No—it is calibrated and validated exclusively for aqueous solutions per IEC 60746-3. Non-aqueous media require manual correction factors and are outside the scope of factory certification.
Can calibration data be exported separately from measurement records?
Yes—LabX Lite allows selective export of calibration logs (including slope, offset, cell constant, and standard used) as standalone CSV files with full traceability.
Is the thermal printer module validated for 21 CFR Part 11 compliance?
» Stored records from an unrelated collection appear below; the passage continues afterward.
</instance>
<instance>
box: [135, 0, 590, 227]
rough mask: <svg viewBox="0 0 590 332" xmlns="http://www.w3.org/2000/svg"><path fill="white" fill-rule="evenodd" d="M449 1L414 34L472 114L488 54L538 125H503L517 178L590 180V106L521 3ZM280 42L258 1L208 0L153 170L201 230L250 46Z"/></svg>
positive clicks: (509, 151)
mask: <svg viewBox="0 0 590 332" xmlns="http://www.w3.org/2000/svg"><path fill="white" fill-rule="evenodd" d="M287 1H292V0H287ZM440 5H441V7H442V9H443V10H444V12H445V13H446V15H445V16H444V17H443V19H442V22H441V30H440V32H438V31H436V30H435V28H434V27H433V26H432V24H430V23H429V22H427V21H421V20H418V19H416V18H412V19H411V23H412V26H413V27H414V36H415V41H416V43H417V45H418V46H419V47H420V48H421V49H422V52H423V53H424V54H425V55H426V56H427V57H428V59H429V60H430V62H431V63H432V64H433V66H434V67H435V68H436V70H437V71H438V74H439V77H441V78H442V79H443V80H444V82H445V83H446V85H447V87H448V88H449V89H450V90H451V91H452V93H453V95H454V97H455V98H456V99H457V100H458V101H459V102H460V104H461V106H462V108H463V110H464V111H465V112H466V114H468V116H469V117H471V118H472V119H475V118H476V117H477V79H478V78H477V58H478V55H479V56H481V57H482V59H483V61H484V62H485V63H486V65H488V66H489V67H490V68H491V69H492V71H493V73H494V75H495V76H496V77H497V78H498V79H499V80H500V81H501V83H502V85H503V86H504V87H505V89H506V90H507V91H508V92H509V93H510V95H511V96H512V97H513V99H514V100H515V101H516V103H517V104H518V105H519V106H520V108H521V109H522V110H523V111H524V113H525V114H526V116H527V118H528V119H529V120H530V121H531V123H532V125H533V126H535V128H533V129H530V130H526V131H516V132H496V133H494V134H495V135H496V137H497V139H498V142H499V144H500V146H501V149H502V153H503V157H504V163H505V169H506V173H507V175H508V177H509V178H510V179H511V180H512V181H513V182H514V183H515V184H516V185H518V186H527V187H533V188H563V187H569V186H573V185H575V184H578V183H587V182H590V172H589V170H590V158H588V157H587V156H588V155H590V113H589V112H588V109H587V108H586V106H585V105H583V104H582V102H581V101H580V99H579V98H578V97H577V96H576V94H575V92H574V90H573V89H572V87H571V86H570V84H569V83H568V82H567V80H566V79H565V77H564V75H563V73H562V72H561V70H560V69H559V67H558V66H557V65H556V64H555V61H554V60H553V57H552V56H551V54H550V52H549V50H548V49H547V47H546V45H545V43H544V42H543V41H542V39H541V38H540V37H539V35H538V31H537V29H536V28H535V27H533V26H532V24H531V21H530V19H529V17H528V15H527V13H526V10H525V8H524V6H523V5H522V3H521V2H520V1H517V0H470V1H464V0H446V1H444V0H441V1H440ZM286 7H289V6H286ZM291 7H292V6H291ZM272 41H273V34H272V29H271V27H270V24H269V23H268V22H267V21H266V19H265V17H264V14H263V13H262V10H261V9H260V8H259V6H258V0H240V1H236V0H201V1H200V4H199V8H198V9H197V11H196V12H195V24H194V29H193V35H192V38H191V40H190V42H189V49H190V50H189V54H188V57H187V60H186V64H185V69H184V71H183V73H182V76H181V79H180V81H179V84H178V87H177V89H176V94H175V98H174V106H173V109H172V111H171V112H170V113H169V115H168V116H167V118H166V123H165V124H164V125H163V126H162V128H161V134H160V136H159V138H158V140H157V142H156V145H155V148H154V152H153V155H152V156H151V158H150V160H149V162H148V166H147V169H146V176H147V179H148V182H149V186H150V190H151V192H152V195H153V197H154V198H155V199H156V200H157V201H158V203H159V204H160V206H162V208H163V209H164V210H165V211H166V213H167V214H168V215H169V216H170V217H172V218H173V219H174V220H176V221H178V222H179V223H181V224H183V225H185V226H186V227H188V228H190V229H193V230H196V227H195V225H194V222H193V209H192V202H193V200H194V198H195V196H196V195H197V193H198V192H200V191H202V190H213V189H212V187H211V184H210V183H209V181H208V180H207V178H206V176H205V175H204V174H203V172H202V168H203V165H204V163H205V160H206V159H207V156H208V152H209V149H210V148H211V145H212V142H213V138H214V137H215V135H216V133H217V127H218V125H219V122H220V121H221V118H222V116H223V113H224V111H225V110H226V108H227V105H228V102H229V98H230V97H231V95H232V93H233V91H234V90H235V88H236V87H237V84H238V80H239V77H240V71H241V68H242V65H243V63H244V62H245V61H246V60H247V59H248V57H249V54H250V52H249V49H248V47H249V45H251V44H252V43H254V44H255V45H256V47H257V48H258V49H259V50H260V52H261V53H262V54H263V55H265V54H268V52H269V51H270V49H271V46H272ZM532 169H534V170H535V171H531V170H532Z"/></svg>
The printer itself is not independently validated; however, when operated through LabX Professional with enabled audit trail and electronic signature workflows, printed reports inherit the system’s Part 11 compliance attributes.
What is the maximum allowable cable length between the meter and a TetraCon 325 electrode?
Up to 5 meters using shielded, twisted-pair cable (WTW part no. 200010); longer runs risk noise-induced drift and require active signal conditioning.
How does the nLF (non-linear function) temperature compensation differ from linear compensation?
nLF applies a polynomial algorithm per DIN 38404-1 to model the non-linear relationship between conductivity and temperature in natural waters—particularly critical for environmental samples where ion composition varies significantly.